Leserbriefe

Die Grundrechte genau abwägen

Simon Kromer, Wendlingen. Zum Artikel „Kampf um mehr Wertschätzung“ vom 12. Juni. Der Autor geht davon aus, dass Fitness-Studios aus ihrer Vernachlässigung in der Corona-Krise „eine Lehre“ ziehen sollten. Es „muss nun eine Hauptaufgabe sein“, den Klischees der „Muckibude“ und der „Kraftprotze“ entgegenzutreten. So was, und da dachte ich, wenn der Staat massiv in Grundrechte eingreift und Unternehmen die Existenzgrundlage streitig macht, muss er – genau wie diesen Prozess begleitende Journalisten – das sehr genau begründen und vorsichtig mit anderen Grundrechten abwägen, um dazu überhaupt berechtigt zu sein.

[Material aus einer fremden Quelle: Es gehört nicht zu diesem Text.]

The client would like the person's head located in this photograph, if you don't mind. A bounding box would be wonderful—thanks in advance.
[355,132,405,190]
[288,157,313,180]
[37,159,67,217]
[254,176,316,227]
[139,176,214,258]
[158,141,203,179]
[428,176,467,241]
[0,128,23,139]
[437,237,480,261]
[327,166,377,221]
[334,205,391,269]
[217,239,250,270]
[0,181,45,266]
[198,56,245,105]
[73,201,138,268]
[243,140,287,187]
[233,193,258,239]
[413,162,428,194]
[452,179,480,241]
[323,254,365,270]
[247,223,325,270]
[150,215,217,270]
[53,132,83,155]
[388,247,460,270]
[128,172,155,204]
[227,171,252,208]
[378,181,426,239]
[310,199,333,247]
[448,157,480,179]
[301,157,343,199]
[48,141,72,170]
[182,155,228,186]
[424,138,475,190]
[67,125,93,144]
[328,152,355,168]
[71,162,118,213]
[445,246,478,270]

Eine ganze Branche, deren Job es ist, die Gesundheit der Menschen vorbeugend zu fördern, wird ausgerechnet in einer Pandemie komplett lahmgelegt, trägt aber eine Mitschuld daran, dass man sie ignoriert? Nein, in Zeiten, in denen andere gesellschaftliche Gruppen sich so empfindsam gerieren, dass der Duden mit Stilblüten wie „Gästin“ neu aufgelegt werden muss, verwundert es doch sehr, wenn diese duldsamen Unternehmer, die die größten Eingriffe in die persönliche Freiheit seit dem Zweiten Weltkrieg einfach so hinnehmen, sich nicht darüber beklagen sollen, dass ein Teil der Gesellschaft sie nur als tumbe, muskelbepackte Hohlköpfe wahrnimmt. Ganz abgesehen davon sollte sich niemand hinterfragen müssen, der einfach seiner Arbeit nachgehen oder seinen Körper entwickeln möchte. Die BRD ist immer noch ein demokratischer Rechtsstaat und wenn jemand daran gehindert wird, sich frei zu bewegen oder ein Geschäft zu führen, ist es garantiert nicht diese arme Seele, die sich dafür rechtfertigen muss. Langsam wird deutlich, dass der Staat sich bei der Bewältigung dieser Krise in vielen Bereichen verrechnet und fahrlässig verhalten hat. Die Bürger seines Landes sind aber der falsche Platz, um auch nur einen Teil dieser Schuld abzuwälzen.